For the next few hours I stood along the wall behind the band, piecing over what Karen had said and wondering if she knew what had happened with Denys. He certainly wouldn’t risk coming over to talk to me, but part of me was glad of that. I wasn’t sure what I would say to him, or what I even wanted. Everywhere I looked, complex pairings came together and slid apart again, like characters in a melodrama. Lives tumbled. They changed in an instant…that’s how quickly something could be newly begun, or finished for ever. Every now and then, those things didn’t look so very different on the surface. They both cost a great deal, too.
It was nearly dawn when I left the Nakuru Hotel with D and Boy Long. I walked between them, relieved the night was finally over. I had only come face-to-face with Denys once that evening, in a moment at the bar when our gazes had clicked and locked. Then Karen had put a hand on his shoulder, and he’d turned round, and that was that. Now I was deflated and bleary-eyed. That’s probably why I didn’t realize what was happening at first. How Jock appeared from nowhere and began lurching towards us from across the street, calling out words I couldn’t understand. It jolted me even to see him.
“You were supposed to look out for her,” he slurred at D. His eyes were wild, not quite focused on anything.
I felt Boy flare beside me. He made as if to charge Jock, but D stepped forward first, saying, “Let’s talk like men and get you settled down.”
“I won’t be made a fool of,” Jock spat, and before anyone could say another word, he sent one arm wildly through the air at D, landing just shy of him, while my blood went icy and thick. Somehow he’d learned about Denys—that’s all I could think.
D ducked backwards, nearly losing his balance. I could tell he was rattled and probably panicked, too. Boy had had enough by then and made a move to grab Jock’s arm, but Jock erupted, stepping out of Boy’s reach and swinging out wide again. This time, his fist caught D on the chin with a sickening wallop. D staggered and went down on one knee, as if all the air had left his body. Boy scrambled for Jock, but he was windmilling punches now, bellowing something about getting satisfaction.
But even if my being with Denys had come to light, what did that have to do with D? Why on earth go after an old man, and an innocent one? Nothing made any sense, and Jock was so drunk he’d become wooden—flailing and rawboned and wild.
“Stop it!” I screamed. “It’s D. D! Stop!” I pulled at him from behind, slamming into his back with my fists, but he threw me off easily. I landed hard and scrambled up again.
D had fallen to his side on the ground and lay crumpled there, his arms cradling his head, while Jock went after him again. Everything was happening so fast. “Stop, stop it!” I kept crying out, suddenly terrified that Jock would kill him.
I screamed at Boy to get help from the hotel, and he finally ran out with a handful of men who wedged themselves between Jock and D. They pinned Jock to one side of the building where he strained against their grip, his face purple with rage.

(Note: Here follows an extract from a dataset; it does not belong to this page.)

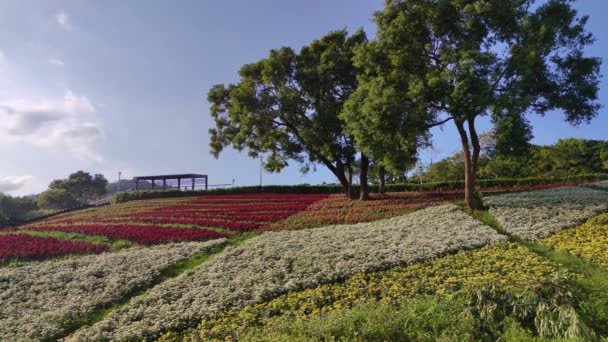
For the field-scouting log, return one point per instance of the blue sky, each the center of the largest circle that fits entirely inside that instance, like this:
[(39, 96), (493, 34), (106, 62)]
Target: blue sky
[(108, 86)]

“You selfish bitch,” he spat at me. “You thought you could rut around like a dirty whore and I wouldn’t find out? That I wouldn’t fight back?” With a great push, he flung off the arms of the men and then staggered away at a run, down the street and into the dark.
D was a ruin. We got him to the infirmary somehow, his eye sealing up by the moment, his mouth and nose dripping blood. A surgeon was called out of bed to treat him, and Boy and I sat for hours waiting as stitches were sewn and plaster applied. His arm had been fractured in three places, his neck sprained, and his jaw broken. When the surgeon described the extent of D’s injuries, I buried my face in my hands, overcome with shame. My recklessness had lit the fuse in Jock. I should have known what he was capable of. This was all my fault.
“Will he be all right?” I asked the surgeon.
“With time. We’ll keep him here for several weeks at least, I’d say, and once he’s home he’ll require a nurse.”
“Anything he needs,” Boy assured him.
When the surgeon had gone, I thought of Jock bolting off into the night and how he might get off scot-free. “We should go to the authorities anyway,” I told Boy.
“D doesn’t want this out in the open. He’s protecting you…both of us, probably, but also himself. How would it look for the Vigilance Committee to have him seem so vulnerable to attack?”
“I suppose…it just doesn’t seem right.”
“Right and wrong don’t always factor in cases like this.”
“Don’t they, though?” I asked him, thinking painfully, horribly, of how answerable I was to all of it.
—
When I was finally able to see D, I took in the horror of his purpled jaw and forehead, the braces and plasters, the blood snagging his white hair, the pain in his face. I took his hand. “I’m so sorry.”
D couldn’t speak, but he nodded ever so slightly. The whites of his eyes were bloodshot. He looked incredibly fragile and ancient, too.
“Is there anything I can do?” He merely turned away into his pillow.
As D stirred, his breath caught and he grimaced before his breathing fell into a steady pattern again. I watched the rise and fall of his chest for a long time, and finally I dropped into an uneasy sleep.